Image from Amazon Title: The Career Toolkit
Author(s): Mark Herschberg
Publisher: Cognosco Media
Networking, negotiating, communicating, leading, career planning—all skills critical to your career success. But did anyone ever teach you these skills?
The Career Toolkit will help you master these vital skills and yield outsized returns for your career and your income. Every chapter is packed with dozens of actionable principles, exercises, and practices that will accelerate your success. It’s a multivitamin for your career!
The Career Toolkit shows you how to design and execute your personal plan to achieve the career you deserve, including:
Negotiating a job offer. (This alone will pay for the book.)
Creating a dynamic career strategy.
Building a high-value network.
Developing the fundamental leadership skills that matter most.
Managing teams effectively, even as an individual contributor.
In just a few hours this book will accelerate your career.
“The Career Toolkit” is a book I wish I had read in college. But better late than never. It's still useful even now, 20 years into my career. Mark suggests spending an hour reading each of the ten chapters. I didn't spend nearly that long on any of them. Maybe I didn't think through the implications as much as he was recommending? Or I'm a fast reader? Regardless, I do like his idea of reading the book with a group and discussing one chapter a week. I think talking about the concepts affect you is very helpful here. There's also a free app where you can get career tips on your phone.
When Mark suggested what to do with the business cards you collect, my first thought was “who has business cards.” A few pages later when he covered the topic for a whole page, I realize that I do and just forget to bring them places. And also that as recently as February 2020, I received business cards. (In March 2020, my city shut down due to COVID-19 so all business card exchanging opportunities were cancelled.)
Mark wrote his books to apply to people in many fields not just technology. He gives examples in fields such as software, sales, accounting and marketing. I found the examples for other fields to be helpful as well. Similarly, he explained how one trained in physics has a different outlook than one trained in finance.
I like that Mark focuses on understanding your own goals early on. Not everyone wants to be a CEO. He provides a framework for understanding and articulating your own goals. This is also helpful as he talks about the roles of management and leadership. Whether you want those roles or not, understanding them is key. It was also nice hearing form an MIT guy that colleges have floors, not ceilings in terms of what you should expect from the students.

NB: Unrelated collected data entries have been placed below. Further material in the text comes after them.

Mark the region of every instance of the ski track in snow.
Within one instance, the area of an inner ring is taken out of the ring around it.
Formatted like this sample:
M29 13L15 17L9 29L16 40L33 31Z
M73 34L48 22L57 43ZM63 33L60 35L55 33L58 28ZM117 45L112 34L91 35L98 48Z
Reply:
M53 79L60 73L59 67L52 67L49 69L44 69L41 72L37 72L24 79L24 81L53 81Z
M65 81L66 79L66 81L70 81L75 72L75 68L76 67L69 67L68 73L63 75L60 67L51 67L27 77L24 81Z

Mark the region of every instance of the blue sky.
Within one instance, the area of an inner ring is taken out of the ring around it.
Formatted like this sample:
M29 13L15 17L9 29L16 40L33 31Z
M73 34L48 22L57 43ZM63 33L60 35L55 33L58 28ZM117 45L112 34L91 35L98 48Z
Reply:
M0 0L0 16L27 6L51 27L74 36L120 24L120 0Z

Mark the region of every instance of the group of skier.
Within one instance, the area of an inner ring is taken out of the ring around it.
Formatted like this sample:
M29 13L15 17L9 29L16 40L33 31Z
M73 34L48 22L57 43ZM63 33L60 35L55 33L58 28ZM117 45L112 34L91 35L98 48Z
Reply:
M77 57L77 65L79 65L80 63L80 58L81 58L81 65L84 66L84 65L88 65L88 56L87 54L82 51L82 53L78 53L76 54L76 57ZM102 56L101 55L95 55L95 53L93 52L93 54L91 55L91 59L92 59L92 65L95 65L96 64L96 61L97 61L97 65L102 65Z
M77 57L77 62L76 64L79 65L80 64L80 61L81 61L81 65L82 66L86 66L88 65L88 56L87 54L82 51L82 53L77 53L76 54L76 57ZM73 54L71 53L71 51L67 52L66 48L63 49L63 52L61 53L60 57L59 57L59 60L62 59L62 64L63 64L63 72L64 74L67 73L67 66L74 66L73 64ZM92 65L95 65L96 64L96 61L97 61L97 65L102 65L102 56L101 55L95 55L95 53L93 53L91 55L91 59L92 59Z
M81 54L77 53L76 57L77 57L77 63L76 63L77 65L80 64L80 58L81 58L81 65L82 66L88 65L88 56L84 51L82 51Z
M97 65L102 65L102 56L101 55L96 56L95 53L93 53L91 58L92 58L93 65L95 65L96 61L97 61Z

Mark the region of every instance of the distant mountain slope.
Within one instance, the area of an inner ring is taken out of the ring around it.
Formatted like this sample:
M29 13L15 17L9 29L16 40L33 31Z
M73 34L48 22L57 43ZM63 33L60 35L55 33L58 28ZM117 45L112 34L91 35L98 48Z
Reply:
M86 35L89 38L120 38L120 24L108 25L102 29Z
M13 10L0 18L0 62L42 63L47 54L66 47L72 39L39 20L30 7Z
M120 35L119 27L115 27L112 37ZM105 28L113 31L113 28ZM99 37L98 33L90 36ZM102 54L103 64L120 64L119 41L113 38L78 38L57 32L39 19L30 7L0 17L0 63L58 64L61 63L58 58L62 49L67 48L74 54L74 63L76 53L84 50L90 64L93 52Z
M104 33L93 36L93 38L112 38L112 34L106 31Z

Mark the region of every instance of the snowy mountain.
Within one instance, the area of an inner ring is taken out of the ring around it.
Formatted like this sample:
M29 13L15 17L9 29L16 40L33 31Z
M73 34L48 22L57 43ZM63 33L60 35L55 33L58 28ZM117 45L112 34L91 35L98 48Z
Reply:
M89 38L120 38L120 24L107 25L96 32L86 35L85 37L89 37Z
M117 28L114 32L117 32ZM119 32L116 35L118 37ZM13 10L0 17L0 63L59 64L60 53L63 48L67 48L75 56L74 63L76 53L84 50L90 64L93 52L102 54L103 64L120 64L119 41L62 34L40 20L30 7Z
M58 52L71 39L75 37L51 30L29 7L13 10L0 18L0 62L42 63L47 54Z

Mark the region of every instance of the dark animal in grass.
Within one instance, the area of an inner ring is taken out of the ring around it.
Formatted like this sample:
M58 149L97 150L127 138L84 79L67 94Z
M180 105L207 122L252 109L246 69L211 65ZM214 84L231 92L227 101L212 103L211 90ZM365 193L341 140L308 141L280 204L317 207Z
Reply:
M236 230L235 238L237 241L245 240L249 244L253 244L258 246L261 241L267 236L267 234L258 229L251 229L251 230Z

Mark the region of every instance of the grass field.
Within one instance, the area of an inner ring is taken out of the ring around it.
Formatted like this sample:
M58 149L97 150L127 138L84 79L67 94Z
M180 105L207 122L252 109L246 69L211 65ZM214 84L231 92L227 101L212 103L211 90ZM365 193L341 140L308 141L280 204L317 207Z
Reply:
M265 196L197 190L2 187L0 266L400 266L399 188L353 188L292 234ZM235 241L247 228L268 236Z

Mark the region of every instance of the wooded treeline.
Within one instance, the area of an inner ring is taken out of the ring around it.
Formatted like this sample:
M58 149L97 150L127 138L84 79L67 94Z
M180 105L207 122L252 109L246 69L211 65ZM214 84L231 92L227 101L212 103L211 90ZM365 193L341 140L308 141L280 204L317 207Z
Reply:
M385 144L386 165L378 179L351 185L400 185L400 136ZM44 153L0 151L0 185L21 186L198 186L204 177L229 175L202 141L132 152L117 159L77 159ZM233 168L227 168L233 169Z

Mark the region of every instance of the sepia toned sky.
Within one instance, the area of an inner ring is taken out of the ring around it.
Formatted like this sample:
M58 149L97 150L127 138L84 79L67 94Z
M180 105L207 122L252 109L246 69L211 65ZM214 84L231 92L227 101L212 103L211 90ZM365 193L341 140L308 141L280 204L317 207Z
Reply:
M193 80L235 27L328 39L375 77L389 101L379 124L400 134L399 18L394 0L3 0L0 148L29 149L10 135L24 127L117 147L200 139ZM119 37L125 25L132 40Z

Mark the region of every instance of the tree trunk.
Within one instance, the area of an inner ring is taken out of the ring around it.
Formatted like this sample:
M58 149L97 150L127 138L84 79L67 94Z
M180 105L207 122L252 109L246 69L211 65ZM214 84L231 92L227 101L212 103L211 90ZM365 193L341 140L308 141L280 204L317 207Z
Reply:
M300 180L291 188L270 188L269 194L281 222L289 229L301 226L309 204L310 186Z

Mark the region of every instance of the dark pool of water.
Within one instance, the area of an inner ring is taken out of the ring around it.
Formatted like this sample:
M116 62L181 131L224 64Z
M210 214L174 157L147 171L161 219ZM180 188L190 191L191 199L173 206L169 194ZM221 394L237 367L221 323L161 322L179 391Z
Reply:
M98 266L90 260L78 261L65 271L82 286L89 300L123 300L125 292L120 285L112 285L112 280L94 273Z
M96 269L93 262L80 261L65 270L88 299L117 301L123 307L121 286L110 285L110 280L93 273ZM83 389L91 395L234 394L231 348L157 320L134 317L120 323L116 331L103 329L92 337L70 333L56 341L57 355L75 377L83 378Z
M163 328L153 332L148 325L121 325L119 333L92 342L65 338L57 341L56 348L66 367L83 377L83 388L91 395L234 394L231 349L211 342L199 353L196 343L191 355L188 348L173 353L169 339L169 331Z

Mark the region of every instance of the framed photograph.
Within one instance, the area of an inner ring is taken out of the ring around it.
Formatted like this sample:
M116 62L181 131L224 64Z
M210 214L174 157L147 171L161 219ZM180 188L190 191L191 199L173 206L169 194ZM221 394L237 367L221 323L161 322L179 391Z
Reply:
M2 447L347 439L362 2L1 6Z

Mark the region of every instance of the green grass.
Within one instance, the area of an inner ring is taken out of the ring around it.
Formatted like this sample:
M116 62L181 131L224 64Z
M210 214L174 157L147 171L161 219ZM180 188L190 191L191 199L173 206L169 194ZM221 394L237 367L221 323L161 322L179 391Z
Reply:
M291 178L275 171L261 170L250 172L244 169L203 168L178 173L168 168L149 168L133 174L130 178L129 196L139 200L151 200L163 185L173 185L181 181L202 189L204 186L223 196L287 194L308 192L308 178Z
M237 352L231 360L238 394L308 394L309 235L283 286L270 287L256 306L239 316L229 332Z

There are many good pieces of advice in the book. One of the memorable ones for me is avoiding pronouns. Saying “Carol will” instead of “she will” avoids any possibility for confusion. That's a lesson I learned the hard way - “we should” means nobody is going to do the action item!
There were definitely some things I appreciated seeing as a software developer like the retrospective prime directive. And gorilla/banana story. I also found it interesting why analog watches are set to 10:10 in the store. Which reminds me, I give this book 10 out of 10 horseshoes.
Disclosure: I received a free copy of this book from the publisher in exchange for writing this review.